Out-of-shape and overweight police officers in Cambridgeshire now face a crime-fighting version of The X Factor – and the losers will get a pay cut if they fail fitness tests.
The force’s 1,300-plus officers have now become ‘candidates’ in a Simon Cowell-style test to find out if they are fit enough to chase down criminals and tackle them in the street.
But two officers have already failed to come up to scratch after 51 were put through the first gruelling ‘auditions’.
They have already taken the new fitness test – officially named the X Factor. The ‘fails’ have now been referred to occupational health to help them get in shape for the looming deadline.
From September this year, all officers will be put through the rigorous tests – and unlike those on the TV talent show, the judges will not be swayed by a tear-jerking back story.
If they fail, they face a pay cut of up to eight per cent and will be put on restricted duties.
Force chiefs have warned this could mean fewer officers on the frontline catching criminals.
A high-level meeting of constabulary bosses including Chief Constable Simon Parr, heard how the organisation was handling the shake-up after a major Government review of how police operate.
Minutes of the meeting said: “Arrangements to introduce an ‘X Factor’ element to pay will be introduced from September 2014. This will mean that those who are confirmed to require ‘adjusted duties’ could have their pay reduced, but further work is required on this issue.
“In addition, it is anticipated that a number of officers may be identified as being unable to perform full operational duties following completion of the fitness test, albeit their day-to-day job does not require any adjustments.
“This could extend the number of officers on restricted duties across the force. To date 51 officers and 27 Specials have undertaken the test. Two officers failed and were referred to occupational health.”
An officer who fails three consecutive tests will lose their ‘X Factor’ pay and will be put through unsatisfactory performance procedures. Police officers cannot be made redundant.
Compulsory fitness testing was brought in after recommendations by Chief Inspector of Constabulary Tom Winsor. He said all officers should be made to take a “bleep” test annually, where participants have to complete a 15-metre shuttle run in shorter and shorter periods, reaching level 5.4 – four shuttles at level 5.
Oz Merrygold, general secretary of Cambridgeshire Police Federation, which represents rank-and-file officers, broadly welcomed the move.
He said: “Personally, I think it is a good thing.

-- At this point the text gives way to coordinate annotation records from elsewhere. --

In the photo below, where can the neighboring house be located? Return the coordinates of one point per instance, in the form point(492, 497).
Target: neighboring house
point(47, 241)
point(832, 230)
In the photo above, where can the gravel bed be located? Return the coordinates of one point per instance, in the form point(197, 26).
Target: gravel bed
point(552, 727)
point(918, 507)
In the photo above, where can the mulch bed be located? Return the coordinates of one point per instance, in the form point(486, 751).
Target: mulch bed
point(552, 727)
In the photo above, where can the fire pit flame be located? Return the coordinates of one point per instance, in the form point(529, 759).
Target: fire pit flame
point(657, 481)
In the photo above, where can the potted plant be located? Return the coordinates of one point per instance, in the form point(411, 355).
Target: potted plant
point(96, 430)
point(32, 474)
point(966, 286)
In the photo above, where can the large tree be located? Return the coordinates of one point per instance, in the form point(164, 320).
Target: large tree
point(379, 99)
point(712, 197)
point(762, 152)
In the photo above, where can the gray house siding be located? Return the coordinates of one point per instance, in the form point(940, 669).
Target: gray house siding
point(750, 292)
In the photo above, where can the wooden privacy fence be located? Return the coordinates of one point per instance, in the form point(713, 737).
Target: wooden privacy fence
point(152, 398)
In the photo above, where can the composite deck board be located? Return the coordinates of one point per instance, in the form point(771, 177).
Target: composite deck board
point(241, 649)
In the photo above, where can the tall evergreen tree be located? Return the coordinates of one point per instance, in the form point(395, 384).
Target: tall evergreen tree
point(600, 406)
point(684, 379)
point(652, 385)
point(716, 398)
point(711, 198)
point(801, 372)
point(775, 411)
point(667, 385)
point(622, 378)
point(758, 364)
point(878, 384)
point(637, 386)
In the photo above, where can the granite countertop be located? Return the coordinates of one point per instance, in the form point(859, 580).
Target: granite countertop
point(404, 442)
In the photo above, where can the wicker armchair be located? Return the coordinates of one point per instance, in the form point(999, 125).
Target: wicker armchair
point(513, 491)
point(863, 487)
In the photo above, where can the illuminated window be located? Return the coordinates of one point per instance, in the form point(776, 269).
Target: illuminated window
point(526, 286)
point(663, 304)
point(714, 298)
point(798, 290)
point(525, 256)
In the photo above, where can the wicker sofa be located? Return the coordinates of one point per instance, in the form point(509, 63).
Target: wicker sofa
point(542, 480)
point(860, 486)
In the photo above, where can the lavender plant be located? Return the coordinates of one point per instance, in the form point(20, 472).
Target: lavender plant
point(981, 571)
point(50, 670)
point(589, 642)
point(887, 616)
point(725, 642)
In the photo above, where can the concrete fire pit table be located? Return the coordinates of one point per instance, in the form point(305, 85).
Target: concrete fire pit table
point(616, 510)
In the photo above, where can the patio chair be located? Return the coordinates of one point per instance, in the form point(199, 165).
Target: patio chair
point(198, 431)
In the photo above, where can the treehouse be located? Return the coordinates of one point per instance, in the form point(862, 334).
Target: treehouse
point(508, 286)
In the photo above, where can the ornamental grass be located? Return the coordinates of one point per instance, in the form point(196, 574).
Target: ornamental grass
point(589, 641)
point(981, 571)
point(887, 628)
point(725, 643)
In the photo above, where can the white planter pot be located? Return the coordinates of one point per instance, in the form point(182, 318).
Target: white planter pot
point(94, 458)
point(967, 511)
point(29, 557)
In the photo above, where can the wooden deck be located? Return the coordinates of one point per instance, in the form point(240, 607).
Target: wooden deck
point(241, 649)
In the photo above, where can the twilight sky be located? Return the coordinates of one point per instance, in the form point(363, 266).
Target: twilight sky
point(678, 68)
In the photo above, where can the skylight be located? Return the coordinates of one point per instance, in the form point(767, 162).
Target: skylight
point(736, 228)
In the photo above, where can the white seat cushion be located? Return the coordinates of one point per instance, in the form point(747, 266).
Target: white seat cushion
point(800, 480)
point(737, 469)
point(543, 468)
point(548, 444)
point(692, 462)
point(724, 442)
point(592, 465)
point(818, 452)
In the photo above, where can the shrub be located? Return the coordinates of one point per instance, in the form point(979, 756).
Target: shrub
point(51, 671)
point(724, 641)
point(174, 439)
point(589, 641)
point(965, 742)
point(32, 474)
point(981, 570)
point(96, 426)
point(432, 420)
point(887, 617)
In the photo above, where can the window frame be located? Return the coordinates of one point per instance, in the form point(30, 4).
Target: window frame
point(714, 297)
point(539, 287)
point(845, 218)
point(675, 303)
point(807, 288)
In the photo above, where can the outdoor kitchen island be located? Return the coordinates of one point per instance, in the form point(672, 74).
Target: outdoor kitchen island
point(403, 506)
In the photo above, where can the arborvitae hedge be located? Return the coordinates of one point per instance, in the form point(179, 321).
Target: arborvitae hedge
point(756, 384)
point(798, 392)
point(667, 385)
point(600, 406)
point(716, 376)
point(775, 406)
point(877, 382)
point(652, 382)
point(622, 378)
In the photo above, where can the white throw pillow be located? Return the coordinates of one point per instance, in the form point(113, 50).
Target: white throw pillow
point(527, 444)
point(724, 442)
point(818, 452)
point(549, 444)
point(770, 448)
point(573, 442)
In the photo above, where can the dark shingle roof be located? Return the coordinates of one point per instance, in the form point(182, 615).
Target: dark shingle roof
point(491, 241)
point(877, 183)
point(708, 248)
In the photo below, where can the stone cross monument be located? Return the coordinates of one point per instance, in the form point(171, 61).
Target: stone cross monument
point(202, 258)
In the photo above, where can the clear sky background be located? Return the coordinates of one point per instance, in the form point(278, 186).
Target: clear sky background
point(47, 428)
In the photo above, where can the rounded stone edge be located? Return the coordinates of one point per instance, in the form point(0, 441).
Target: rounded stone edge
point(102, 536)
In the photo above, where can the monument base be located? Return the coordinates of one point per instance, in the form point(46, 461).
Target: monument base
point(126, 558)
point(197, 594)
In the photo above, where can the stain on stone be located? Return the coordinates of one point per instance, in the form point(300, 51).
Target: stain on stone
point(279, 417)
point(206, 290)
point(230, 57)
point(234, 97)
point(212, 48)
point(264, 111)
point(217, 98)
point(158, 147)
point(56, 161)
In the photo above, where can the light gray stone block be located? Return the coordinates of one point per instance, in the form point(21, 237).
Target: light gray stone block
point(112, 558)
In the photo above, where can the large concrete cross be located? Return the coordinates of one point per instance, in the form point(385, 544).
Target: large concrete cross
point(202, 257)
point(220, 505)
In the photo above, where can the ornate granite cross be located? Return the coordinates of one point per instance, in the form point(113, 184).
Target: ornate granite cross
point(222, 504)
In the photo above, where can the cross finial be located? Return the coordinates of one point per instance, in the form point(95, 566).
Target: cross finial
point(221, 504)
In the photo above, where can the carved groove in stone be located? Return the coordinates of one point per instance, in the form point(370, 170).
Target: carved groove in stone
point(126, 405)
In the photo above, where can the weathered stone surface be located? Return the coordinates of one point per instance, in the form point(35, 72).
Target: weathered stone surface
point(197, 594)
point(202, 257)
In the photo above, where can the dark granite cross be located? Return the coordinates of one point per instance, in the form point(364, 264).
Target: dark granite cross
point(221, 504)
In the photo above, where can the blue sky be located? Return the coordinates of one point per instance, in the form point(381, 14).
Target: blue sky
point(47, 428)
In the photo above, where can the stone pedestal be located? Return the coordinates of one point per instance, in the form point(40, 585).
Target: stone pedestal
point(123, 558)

The public expect officers to be fit and be able to chase a robber.”
But he questioned how the Winsor Review came up with the eight per cent cut.
The officer said: “I think they must have plucked that out of the air. But there is a year’s grace on this and any disciplinary actions will only come after officers have been given every chance to get fit.
“Our only big concern is about officers who have been injured in the line of duty who may have their ‘X Factor’ pay taken away. But as long as it is fair and balanced we have no problem with officers having a standard of fitness to meet.”
Officers will be required to take the annual fitness test to ensure they are “fit and healthy enough to protect themselves”, and can be deployed to the frontline whenever required. Winsor also recommended that, from 2018, the tests should be made harder, using challenges based on the type of things an officer might face on duty.